ETLAS: E-PAPER DASHBOARD

05 SEPTEMBER 2024

Etlas is a news, stock market, and weather tracker powered by an ESP32 NodeMCU D1, featuring a 7.5-inch Waveshare e-paper display and a DHT22 sensor module.

front back

The top-left panel shows two weeks of end-of-day prices—the maximum the ESP32’s SRAM can hold—from the Polygon.io API. The price feed is relayed through a FastCGI-wrapped Flask app hosted on a VPS. This lets me configure stock symbols in its application settings. The app cycles through them as requests come in from the ESP32. Running the Flask app as a FastCGI process while exposing it via httpd with htpasswd authentication keeps the server code simple and secure.

The following diagram outlines the Etlas’s overall system architecture.

architecture

The more prominent panel on the right of the display shows local and world news from Channel NewsAsia. The MCU downloads and parses XML data from the RSS feed directly before rendering it to the display. The character glyphs used are stored as bitmaps in the sprites directory. I skipped the proxy for news to avoid writing more server code, but in hindsight it limits the feeds Etlas can handle. I will fix this in a future version.

The middle and bottom right panels display the temperature and relative humidity from the DHT22 sensor. The DHT22 uses pulse-width modulation to transmit data to the host. The 26µs, 50µs, and 70µs pulses are too fast for the ESP32 to measure reliably with standard APIs.

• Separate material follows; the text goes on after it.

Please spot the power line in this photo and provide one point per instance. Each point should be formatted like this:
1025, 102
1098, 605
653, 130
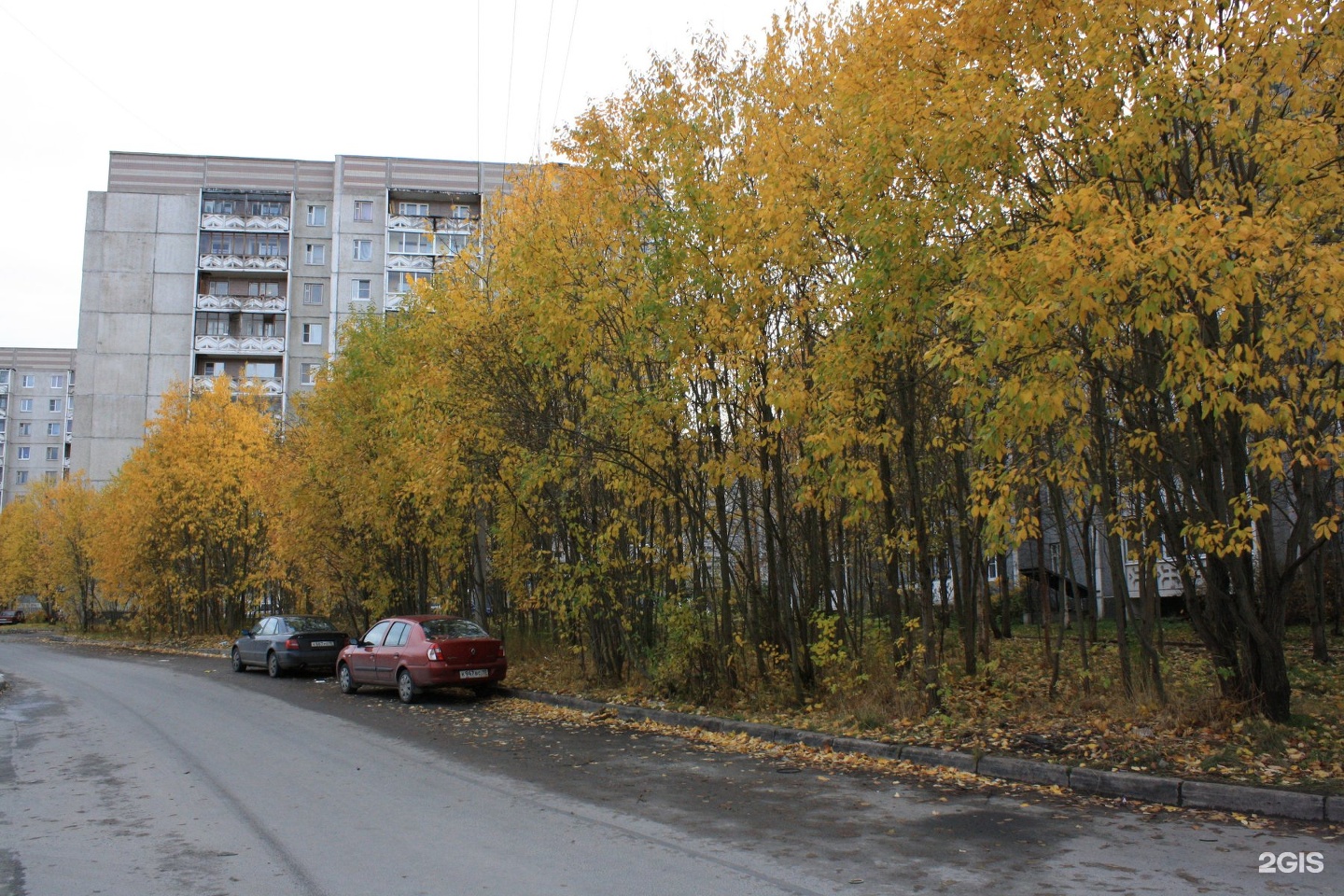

Instead, the driver compares relative pulse widths to differentiate zeros from ones:

static inline int dht_await_pin_state(int state, int timeout)
{
    int t;
    static const uint16_t delta = 1;

    for (t = 0; t < timeout; t += delta) {
        ets_delay_us(delta);
        if (gpio_get_level(DHT_PIN) == state)
          return t;
    }
    return 0;
}

static inline int dht_get_raw_data(unsigned char buf[DHT_DATA_LEN])
{
    int rc;
    unsigned char i, pwl, pwh;

    gpio_set_level(DHT_PIN, 0);
    ets_delay_us(1100);
    gpio_set_level(DHT_PIN, 1);

    if (!dht_await_pin_state(0, 40)) {
        rc = 1;
        xQueueSend(dht_evt_queue, &rc, (TickType_t) 0);
        return 0;
    }
    if (!dht_await_pin_state(1, 80)) {
        rc = 2;
        xQueueSend(dht_evt_queue, &rc, (TickType_t) 0);
        return 0;
    }
    if (!dht_await_pin_state(0, 80)) {
        rc = 3;
        xQueueSend(dht_evt_queue, &rc, (TickType_t) 0);
        return 0;
    }

    for (i = 0; i < DHT_DATA_LEN; i++) {
        if (!(pwl = dht_await_pin_state(1, 50))) {
            rc = 4;
            xQueueSend(dht_evt_queue, &rc, (TickType_t) 0);
            return 0;
        }
        if (!(pwh = dht_await_pin_state(0, 70))) {
            rc = 5;
            xQueueSend(dht_evt_queue, &rc, (TickType_t) 0);
            return 0;
        }
        buf[i] = pwh > pwl;
    }
    return 1;
}

I ported this implementation from ESP8266 to ESP32—all credit for the algorithm belongs to them.

Etlas is a networked embedded system. All acquisition, processing, and rendering of data are performed on the ESP32’s 160MHz microprocessor using less than 512KB of SRAM. The embedded software that makes this possible is written in C using ESP-IDF v5.2.1. The e-paper display driver is derived from Waveshare examples for Arduino and STM32 platforms.

Etlas has been running reliably for over a year since August 2024.